Centos 7 LXC Container and Bind

[matthew]

I was moving one of my DNS servers to Proxmox 4. I created a Centos 7 LXC container and installed bind on it it with "yum install bind bind-utils". Named will not start.

service named start
Redirecting to /bin/systemctl start named.service
Job for named.service failed. See 'systemctl status named.service' and 'journalctl -xn' for details.


# service named status
Redirecting to /bin/systemctl status named.service
named.service - Berkeley Internet Name Domain (DNS)
Loaded: loaded (/usr/lib/systemd/system/named.service; disabled)
Active: failed (Result: exit-code) since Tue 2015-11-10 18:04:47 CST; 25s ago
Process: 979 ExecStartPre=/usr/sbin/named-checkconf -z /etc/named.conf (code=exited, status=226/NAMESPACE)


Nov 10 18:04:47 ns1.testtest123.net systemd[979]: Failed at step NAMESPACE spawning /usr/sbin/named-checkconf: Permission denied
Nov 10 18:04:47 ns1.testtest123.net systemd[1]: named.service: control process exited, code=exited status=226
Nov 10 18:04:47 ns1.testtest123.net systemd[1]: Failed to start Berkeley Internet Name Domain (DNS).
Nov 10 18:04:47 ns1.testtest123.net systemd[1]: Unit named.service entered failed state.

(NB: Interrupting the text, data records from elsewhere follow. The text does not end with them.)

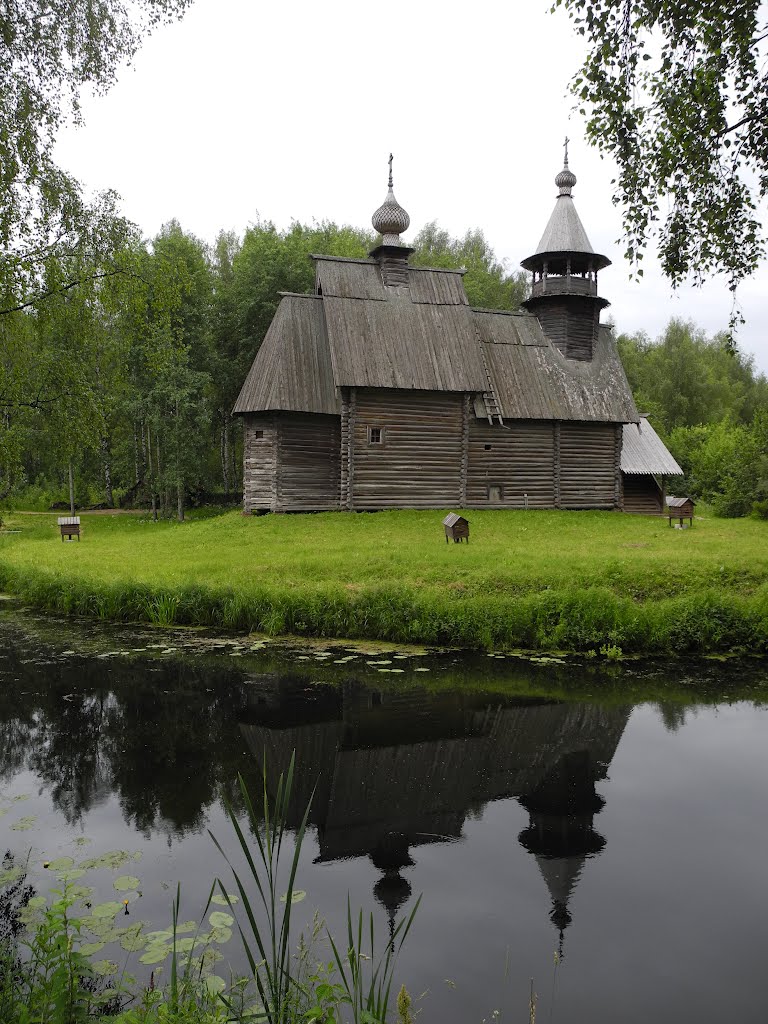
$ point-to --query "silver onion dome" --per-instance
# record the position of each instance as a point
(390, 219)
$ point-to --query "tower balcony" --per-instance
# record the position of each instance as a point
(555, 285)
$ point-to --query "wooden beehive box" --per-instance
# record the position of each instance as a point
(457, 528)
(70, 526)
(680, 508)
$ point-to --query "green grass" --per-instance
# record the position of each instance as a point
(534, 580)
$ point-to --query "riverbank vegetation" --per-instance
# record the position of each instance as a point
(49, 973)
(597, 582)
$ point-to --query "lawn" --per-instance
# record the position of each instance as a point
(537, 580)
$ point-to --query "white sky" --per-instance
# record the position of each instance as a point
(289, 111)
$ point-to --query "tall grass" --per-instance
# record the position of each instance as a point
(361, 991)
(582, 582)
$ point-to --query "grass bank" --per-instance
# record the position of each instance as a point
(552, 581)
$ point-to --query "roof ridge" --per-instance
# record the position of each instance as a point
(503, 312)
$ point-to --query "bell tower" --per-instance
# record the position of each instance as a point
(564, 276)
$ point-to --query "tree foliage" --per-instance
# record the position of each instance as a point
(488, 282)
(677, 94)
(49, 51)
(686, 378)
(712, 409)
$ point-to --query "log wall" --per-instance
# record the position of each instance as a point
(308, 464)
(259, 463)
(418, 464)
(589, 461)
(294, 466)
(642, 495)
(518, 457)
(570, 323)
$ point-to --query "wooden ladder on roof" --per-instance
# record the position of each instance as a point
(488, 396)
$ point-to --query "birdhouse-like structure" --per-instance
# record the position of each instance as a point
(680, 508)
(457, 528)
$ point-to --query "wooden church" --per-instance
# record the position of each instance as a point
(386, 389)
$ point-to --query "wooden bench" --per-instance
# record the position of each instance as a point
(70, 526)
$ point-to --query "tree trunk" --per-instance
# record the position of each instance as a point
(137, 477)
(107, 462)
(146, 442)
(72, 489)
(225, 454)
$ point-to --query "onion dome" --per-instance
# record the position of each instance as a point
(390, 219)
(565, 179)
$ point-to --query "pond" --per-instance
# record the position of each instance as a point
(599, 829)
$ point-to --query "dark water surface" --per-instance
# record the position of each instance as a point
(617, 817)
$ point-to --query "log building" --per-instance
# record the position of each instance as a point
(386, 389)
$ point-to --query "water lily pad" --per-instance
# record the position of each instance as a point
(220, 900)
(220, 920)
(104, 968)
(24, 824)
(296, 896)
(89, 948)
(126, 883)
(72, 875)
(132, 942)
(81, 893)
(108, 909)
(60, 864)
(185, 945)
(208, 958)
(154, 954)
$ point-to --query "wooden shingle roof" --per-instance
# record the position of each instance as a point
(292, 370)
(643, 452)
(424, 336)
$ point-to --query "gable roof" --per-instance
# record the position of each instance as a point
(292, 370)
(423, 335)
(643, 452)
(534, 381)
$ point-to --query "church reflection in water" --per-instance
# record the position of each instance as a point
(396, 770)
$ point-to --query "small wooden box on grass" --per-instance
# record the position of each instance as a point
(457, 528)
(680, 508)
(70, 526)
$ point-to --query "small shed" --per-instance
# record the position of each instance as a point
(645, 465)
(457, 528)
(680, 508)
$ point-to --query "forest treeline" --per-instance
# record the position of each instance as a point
(711, 408)
(117, 384)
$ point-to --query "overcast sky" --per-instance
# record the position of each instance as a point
(289, 111)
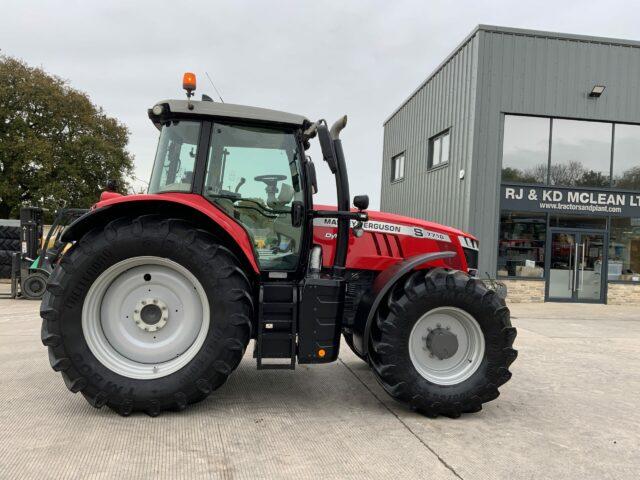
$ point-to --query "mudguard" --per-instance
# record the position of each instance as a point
(187, 204)
(382, 284)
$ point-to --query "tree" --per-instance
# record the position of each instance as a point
(55, 145)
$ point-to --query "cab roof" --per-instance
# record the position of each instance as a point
(229, 111)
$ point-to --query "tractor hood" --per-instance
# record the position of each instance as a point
(387, 223)
(388, 238)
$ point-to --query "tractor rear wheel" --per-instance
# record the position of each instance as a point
(146, 314)
(442, 343)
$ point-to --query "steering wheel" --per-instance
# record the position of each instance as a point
(271, 181)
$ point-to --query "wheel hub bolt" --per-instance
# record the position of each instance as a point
(441, 343)
(151, 314)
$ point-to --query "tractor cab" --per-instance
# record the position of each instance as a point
(251, 171)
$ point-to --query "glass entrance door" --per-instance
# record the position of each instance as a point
(576, 270)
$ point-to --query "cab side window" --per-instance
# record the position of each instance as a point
(253, 175)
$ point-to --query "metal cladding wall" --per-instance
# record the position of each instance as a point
(445, 100)
(540, 73)
(498, 70)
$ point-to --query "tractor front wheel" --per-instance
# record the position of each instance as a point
(146, 314)
(442, 343)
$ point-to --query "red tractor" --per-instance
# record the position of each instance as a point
(155, 302)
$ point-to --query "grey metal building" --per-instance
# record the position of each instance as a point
(529, 140)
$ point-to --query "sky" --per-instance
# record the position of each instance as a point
(320, 59)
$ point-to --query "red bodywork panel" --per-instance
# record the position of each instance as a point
(202, 205)
(387, 238)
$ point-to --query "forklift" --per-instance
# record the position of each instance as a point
(32, 265)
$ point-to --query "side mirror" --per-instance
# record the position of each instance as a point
(361, 202)
(297, 213)
(311, 173)
(326, 145)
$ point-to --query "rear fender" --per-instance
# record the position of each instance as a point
(383, 283)
(203, 214)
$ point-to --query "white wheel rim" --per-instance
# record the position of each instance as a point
(459, 365)
(115, 326)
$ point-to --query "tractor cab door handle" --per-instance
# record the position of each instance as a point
(297, 213)
(357, 216)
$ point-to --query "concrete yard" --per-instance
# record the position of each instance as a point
(572, 410)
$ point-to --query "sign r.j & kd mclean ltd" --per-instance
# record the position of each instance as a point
(570, 201)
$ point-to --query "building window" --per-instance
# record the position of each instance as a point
(397, 167)
(580, 153)
(624, 249)
(626, 156)
(525, 151)
(521, 244)
(439, 149)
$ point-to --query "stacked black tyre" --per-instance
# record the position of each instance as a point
(217, 271)
(9, 244)
(409, 303)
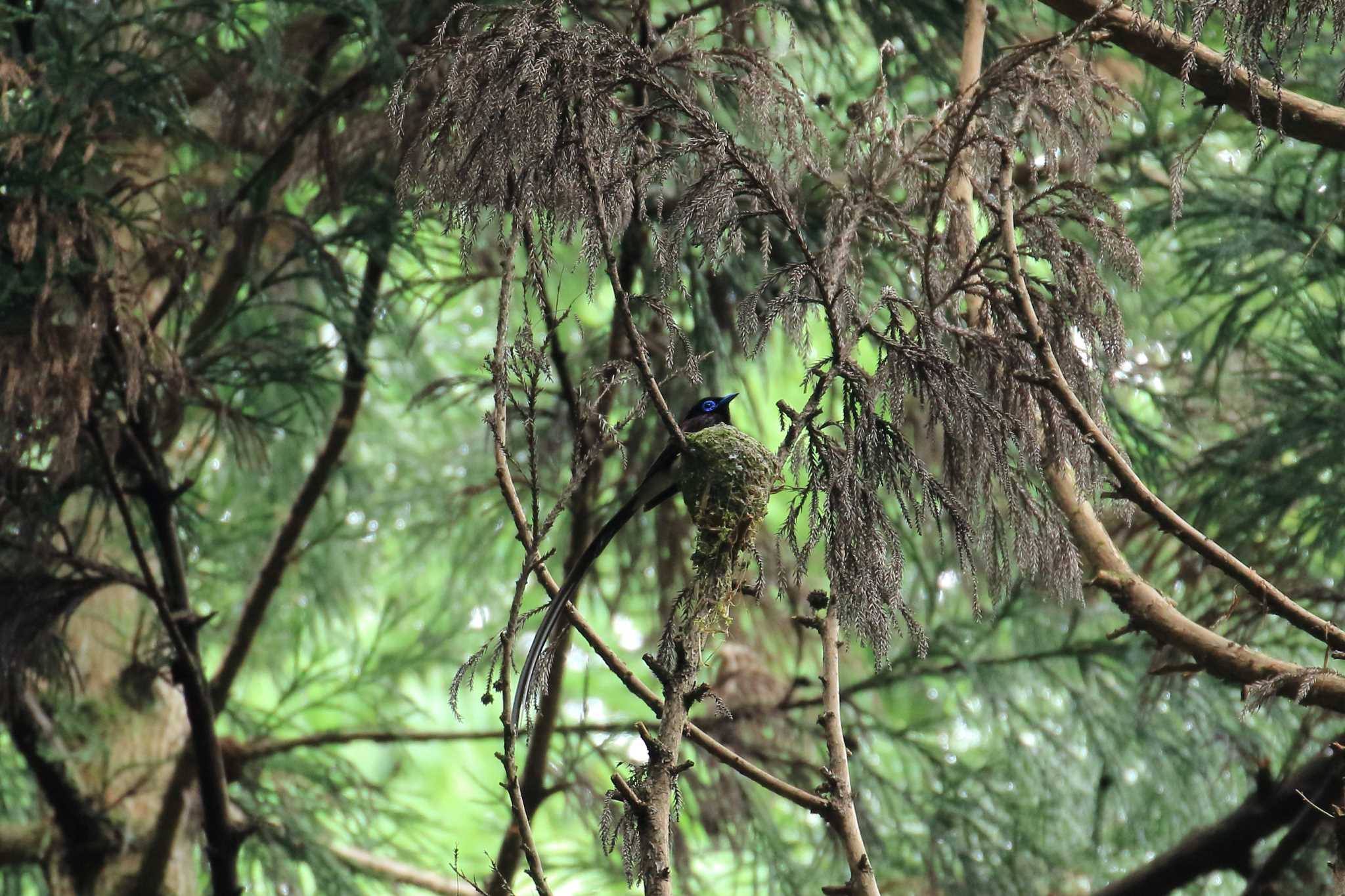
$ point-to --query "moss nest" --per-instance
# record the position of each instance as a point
(726, 479)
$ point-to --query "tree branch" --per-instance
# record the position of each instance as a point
(499, 427)
(277, 558)
(267, 747)
(222, 840)
(23, 844)
(843, 816)
(1129, 482)
(89, 839)
(400, 872)
(1229, 842)
(623, 297)
(1202, 68)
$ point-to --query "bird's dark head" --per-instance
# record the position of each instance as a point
(713, 406)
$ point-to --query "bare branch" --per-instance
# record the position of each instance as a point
(1128, 480)
(400, 872)
(222, 839)
(1206, 69)
(499, 373)
(1229, 842)
(268, 747)
(277, 558)
(843, 817)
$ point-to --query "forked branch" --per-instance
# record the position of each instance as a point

Is this something to do with AppArmor? Few months ago I created a Centos 7 OpenVZ container on Proxmox 3 with no issues at all with DNS server running.

 

[just_insane]

This seems to be a problem with systemd. See a fix here: qiita.com/tukiyo3/items/4df2cc330a9079c4c302
tl;dr: edit this file /usr/lib/systemd/system/[service].service by

[Service]
- PrivateTmp=true
+ PrivateTmp=false
+ NoNewPrivileges=yes

# systemctl daemon-reloadsystemctl restart [service]

 

[matthew]

After making this change to container I had to reboot it to get named to start. Now it does though. Does this change affect the security of the container? Is this something that will be fixed up stream eventually or do I need to do this every time I install a Centos 7 container on Proxmox 4? I like it so so much better when things just work.

Is this the same problem they are seeing here?

http://forum.proxmox.com/threads/23962-AppArmor-denies-named-startup

Thanks!!!

 

[matthew]

I have a Centos 7 Openvz container running on Proxmox 3.x and DNS works without these changes. Is the reason for that AppArmor, LXC or what?

Thanks.

 

[TBarbette]

This is due to AppArmor which prohibits bind mounts inside LXC container (so this is the typical Proxmox 4 setup, it's normal it works with Proxmox 3) and maybe only with a CentOS guest...?

 

[matthew]

So I am assuming many services are going to encounter this? I see similar issue with httpd here.

http://forum.proxmox.com/threads/23...httpd-spawing-Permission-denied-(PVE4-beta-2)

I am guessing its an issue that services cannot have a privatetmp inside a LXC container? If they were installed on bare metal or Openvz it would not be an issue?

I see it mentioned here:

https://mrkmg.com/posts/proxmox-4-upgrade-on-ovh-simple-ip-failover-issues

Will LXC ever be updated to support PrivateTmp?

 

[flotho]

Hi folks,
I personnally have the same issue and I configured the named service inside the LXC.
I changed the PID location and user /var/run.... instead of /run.
From now the LXC service don't try to write in the "host" part anymore so no more need to set up apparmor.

 

[mailinglists]

I made a symlink between these two folders to get it working, 'cause I got tired of fixing the unit files all the time.